# I want to be a Plumber.



## kcbasements (Feb 5, 2010)

I'm at a point in my career in which I have recognized that I need to make some type of change. I would like to start working on a long term plan to improve the profitability of my business. I'm hoping to get some advice from a few guys that may have made a similar transition. 

I have been in Remodeling for almost 10 years now. I have been finishing basements on my own for the last 4 years. Last year I became a licensed Master plumber due to the increased amount of plumbing I was involved in. 

After 4 years I still enjoy what I do. However, I do not feel that my profit margins are where they should be. Over the last year the demand has grown to the point that I started to sub out more of the work which has allowed me to take on multiple basements. Looking back on the numbers they are just not where they need to be. For me, the best way to make a profit on basements has been to stay small and do as much of the work as possible. I am ok with this approach for now. I am still able to handle the physical demands of running a jack hammer or hanging drywall. I just don't know how much longer I want to keep up this pace. 

I am curious to see if there are other general contractors that have shifted their focus from general remodeling projects to specifically dealing with plumbing.


----------



## Chris Johnson (Apr 19, 2007)

You are in that transition period where you are bigger now but making less, you need to get a little bigger and you will get back to where you were before - financially.

I quit being the GC many years ago and became solely an ICF contractor, in my opinion I think it was a smart move, Financially, I find it better and less headaches. 

But at the same time I do not regret it either, if the snow is flying I have the knowledge and tools to move inside and complete a project as a GC and when working on an ICF project my GC knowledge and skills makes me think of the other trades coming in and the process in which it is all done on the job.


----------



## Mike's Plumbing (Jul 19, 2010)

To do plumbing full time is tough if you didn't serve an apprenticeship or have solid experience doing all phases of plumbing. Doing basement remodeling doesn't give you but only but 5% of What plumbing is. The masters test doesn't mean anything either, it just allows you certain privileges. It has nothing to do with being a plumber.

When you say "I am a plumber" that should mean you can do ALL phases of plumbing 100%. That means if you get a call for servicing a bradly fountain not only do you have the parts on your truck but you fully understand how to deal with it. 
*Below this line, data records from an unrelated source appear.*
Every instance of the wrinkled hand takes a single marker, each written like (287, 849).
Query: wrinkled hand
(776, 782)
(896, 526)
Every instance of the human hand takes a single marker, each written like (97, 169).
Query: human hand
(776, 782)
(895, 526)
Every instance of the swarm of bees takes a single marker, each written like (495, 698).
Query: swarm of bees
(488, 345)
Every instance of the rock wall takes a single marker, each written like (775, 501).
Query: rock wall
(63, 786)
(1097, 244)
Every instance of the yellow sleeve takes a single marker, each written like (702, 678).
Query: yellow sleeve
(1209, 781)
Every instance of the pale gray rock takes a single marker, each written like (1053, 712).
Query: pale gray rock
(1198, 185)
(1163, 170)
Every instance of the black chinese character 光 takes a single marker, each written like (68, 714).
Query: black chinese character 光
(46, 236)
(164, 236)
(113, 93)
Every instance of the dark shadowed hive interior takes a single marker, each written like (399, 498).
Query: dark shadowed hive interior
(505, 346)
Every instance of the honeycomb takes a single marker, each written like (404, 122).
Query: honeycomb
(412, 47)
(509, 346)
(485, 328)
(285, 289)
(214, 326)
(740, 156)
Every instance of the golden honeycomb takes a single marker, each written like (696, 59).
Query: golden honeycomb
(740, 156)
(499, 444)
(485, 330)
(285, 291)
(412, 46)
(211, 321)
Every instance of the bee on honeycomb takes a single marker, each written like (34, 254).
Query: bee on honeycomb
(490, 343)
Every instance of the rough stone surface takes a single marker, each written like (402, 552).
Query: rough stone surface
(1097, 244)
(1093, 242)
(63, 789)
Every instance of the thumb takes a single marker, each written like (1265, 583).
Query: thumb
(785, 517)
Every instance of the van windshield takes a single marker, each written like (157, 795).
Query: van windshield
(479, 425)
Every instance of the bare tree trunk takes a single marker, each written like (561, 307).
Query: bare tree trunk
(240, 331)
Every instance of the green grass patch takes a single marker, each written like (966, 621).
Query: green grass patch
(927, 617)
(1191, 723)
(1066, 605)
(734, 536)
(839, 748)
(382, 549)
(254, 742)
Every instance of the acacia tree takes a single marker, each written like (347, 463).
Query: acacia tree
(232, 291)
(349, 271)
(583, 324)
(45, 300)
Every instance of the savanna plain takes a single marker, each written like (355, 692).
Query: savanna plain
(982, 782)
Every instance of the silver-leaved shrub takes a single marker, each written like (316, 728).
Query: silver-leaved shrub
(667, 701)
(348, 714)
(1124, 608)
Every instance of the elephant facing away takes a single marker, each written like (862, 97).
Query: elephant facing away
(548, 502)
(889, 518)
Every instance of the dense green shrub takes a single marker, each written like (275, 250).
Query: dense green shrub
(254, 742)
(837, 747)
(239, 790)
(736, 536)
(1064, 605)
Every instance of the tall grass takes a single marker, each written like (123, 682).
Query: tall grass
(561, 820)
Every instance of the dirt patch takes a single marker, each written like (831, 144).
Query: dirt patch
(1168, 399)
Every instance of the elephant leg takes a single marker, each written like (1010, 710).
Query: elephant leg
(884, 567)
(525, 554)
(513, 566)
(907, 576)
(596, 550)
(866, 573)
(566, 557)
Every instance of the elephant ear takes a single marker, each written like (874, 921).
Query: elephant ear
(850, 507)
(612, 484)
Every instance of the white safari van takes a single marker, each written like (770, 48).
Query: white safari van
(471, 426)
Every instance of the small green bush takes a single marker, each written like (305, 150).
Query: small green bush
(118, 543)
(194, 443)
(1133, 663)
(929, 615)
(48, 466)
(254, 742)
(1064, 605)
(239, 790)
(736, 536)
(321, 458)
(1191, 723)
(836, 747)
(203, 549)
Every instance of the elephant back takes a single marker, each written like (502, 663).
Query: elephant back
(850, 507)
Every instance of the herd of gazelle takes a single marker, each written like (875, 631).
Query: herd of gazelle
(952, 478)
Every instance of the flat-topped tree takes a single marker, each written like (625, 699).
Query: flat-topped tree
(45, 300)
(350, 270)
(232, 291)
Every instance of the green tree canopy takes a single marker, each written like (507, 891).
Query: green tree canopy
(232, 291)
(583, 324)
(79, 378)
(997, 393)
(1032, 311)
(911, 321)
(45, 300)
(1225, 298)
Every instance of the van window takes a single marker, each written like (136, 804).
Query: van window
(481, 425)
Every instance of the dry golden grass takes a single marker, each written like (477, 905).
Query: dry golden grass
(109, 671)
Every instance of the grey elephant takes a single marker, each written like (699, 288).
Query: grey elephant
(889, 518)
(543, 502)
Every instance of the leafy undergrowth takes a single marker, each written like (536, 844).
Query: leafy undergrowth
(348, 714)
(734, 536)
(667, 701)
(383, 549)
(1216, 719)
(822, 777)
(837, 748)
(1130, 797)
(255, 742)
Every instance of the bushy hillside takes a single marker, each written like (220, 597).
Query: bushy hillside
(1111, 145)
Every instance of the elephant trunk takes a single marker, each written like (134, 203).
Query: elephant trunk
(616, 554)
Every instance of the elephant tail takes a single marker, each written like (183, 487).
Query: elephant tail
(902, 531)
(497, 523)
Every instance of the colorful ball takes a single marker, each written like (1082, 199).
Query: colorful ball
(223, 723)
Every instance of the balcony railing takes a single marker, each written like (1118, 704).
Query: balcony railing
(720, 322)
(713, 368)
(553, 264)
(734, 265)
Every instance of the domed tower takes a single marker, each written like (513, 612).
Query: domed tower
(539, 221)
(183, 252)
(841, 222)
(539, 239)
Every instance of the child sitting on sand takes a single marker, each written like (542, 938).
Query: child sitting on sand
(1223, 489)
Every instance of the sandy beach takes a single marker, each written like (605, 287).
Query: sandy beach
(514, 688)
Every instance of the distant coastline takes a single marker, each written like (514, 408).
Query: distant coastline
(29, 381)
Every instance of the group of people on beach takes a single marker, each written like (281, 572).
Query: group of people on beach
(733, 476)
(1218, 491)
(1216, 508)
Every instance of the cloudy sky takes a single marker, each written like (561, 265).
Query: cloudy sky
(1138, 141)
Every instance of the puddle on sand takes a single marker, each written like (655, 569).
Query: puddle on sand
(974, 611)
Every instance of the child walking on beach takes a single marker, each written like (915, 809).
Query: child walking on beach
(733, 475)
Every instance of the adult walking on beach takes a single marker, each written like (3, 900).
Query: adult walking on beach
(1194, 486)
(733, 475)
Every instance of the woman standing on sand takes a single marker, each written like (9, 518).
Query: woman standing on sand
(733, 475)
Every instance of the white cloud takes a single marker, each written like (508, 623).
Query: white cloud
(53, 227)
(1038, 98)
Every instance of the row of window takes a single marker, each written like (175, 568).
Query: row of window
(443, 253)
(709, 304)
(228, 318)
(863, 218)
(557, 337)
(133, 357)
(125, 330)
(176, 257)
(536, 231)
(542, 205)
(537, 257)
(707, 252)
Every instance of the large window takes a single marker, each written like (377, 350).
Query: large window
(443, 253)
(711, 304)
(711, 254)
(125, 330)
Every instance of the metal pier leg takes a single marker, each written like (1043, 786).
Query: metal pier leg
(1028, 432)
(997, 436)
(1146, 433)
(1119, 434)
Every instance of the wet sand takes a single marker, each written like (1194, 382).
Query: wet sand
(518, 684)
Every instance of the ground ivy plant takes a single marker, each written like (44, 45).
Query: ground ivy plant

Residential plumbing doesn't really scratch the surface of plumbing knowledge to be honest. If you are to compete in the world of plumbing you also have to compete With plumbers that have served an apprenticeship and actually know what they are doing 100% of the time. And these folks are very good at what they do.

It may appear that there is all sorts of money I'm plumbing and you don't have to work as hard like you do remodeling but don't kid yourself, it's all hard work.

If you are good at what you do in remodeling and you are a good marketer you should be very successful. Moving into another trade can be beneficial but it should be one that you have more knowledge in. Plumbing is very competitive even for us that have years of real plumbing experience.

Mike


----------



## kcbasements (Feb 5, 2010)

Thanks Mike. I completely understand where you are coming from. If I were to make the transition to plumbing contractor, I would be spending more time running the business and less time in the field. In order to make this work I would need to have some experienced people around me. I also feel that I could target residential projects which would be closer to my comfort zone. I understand that even if I am not in the field executing the trade, I need to have a thorough understanding of the materials and methods required to complete projects. It's not going to be a fast or easy transition.


----------



## Mike's Plumbing (Jul 19, 2010)

That's a good way to look at it. If you decide to go this route I would be willing to share my systems and documents that would make this go a little easier for you.....like bidding systems etc. It would help take some of he growing pains away. I can also share my materials lists and inventory control methods for maximum efficiency in the field. 

Keep in mind that if you go this route you should have a service truck to piggy back off the referrals from the remodeling projects, again, I could share my systems and truck data you need. An example would be something like toilet flappers. At any given time I have in my truck at all times flappers for 27 different toilets. That said, there is a frequency to which these calls per toilet type happen. A flapper for a kohler cimarron has a frequency rate different than a tank ball for an American Standard or a Kohler Palarre. Both need to be stocked but the Palarre is a rare bird compared to the cimarron. I have well over 100 flappers in my truck but the inventory itself is relevant to the frequency I mentioned.

That's just one example but to have this in place when you get more serious would be a large asset for you.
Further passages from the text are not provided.